関連記事:台湾問題で対応誤れば「衝突」と習氏、トランプ氏は9月訪米招待 (1)
CIBCプライベート・ウェルス・グループのシニア・エネルギー・トレーダー、レベッカ・バビン氏は「事態が紛争激化よりも外交的努力の方に傾いているようにみえる限り、市場の関心は出口に集中する。つまりホルムズ開通で流通が再開される時期だ。ただし、その時期は後ずれを続けている」と述べた。

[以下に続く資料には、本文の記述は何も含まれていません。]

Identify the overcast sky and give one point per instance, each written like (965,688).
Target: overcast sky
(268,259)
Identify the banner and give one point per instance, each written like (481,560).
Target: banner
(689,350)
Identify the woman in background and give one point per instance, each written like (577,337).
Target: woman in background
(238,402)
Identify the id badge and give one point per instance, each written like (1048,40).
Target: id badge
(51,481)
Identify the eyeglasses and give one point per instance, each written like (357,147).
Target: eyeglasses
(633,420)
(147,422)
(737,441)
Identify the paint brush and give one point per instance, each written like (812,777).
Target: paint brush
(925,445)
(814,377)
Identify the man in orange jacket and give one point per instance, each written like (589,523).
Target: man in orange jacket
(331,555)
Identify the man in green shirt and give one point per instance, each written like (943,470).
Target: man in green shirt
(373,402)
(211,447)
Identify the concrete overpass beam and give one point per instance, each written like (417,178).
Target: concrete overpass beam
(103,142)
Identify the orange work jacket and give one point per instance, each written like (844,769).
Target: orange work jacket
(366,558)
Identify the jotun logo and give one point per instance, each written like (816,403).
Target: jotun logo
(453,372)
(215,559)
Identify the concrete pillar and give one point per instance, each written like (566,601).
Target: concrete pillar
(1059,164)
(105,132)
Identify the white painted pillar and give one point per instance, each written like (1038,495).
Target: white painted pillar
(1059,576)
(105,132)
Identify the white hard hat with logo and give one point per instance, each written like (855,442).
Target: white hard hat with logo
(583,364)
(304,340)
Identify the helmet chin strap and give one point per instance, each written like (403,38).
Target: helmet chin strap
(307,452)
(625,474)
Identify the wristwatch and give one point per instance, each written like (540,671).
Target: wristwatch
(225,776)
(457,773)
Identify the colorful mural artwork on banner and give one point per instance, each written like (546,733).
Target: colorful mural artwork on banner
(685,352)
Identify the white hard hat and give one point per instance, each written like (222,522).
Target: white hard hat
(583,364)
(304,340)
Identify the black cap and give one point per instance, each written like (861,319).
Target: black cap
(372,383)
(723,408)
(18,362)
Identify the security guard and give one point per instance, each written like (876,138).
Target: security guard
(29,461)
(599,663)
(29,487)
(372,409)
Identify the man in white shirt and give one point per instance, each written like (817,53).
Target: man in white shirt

中東紛争は終結のめどが立っていない。イランは14日、中国籍の船舶にホルムズ海峡通過を許可すると明らかにした。オマーン湾ではホルムズ海峡付近で商業船が制圧され、イラン領海に向かっていると英海軍部隊が述べた。イランが同海峡の航行で統制を強めていることを示す新たな兆候とみられる。
関連記事:UAE近海で商業船だ捕、ホルムズ巡り再び不透明性-米支配力に打撃
国際エネルギー機関(IEA)は前日の石油市場報告で「世界の原油在庫がすでに記録的なペースで取り崩されている」と指摘。紛争が来月終結したとしても、市場は10月まで「深刻な供給不足」の状態が続くと分析した。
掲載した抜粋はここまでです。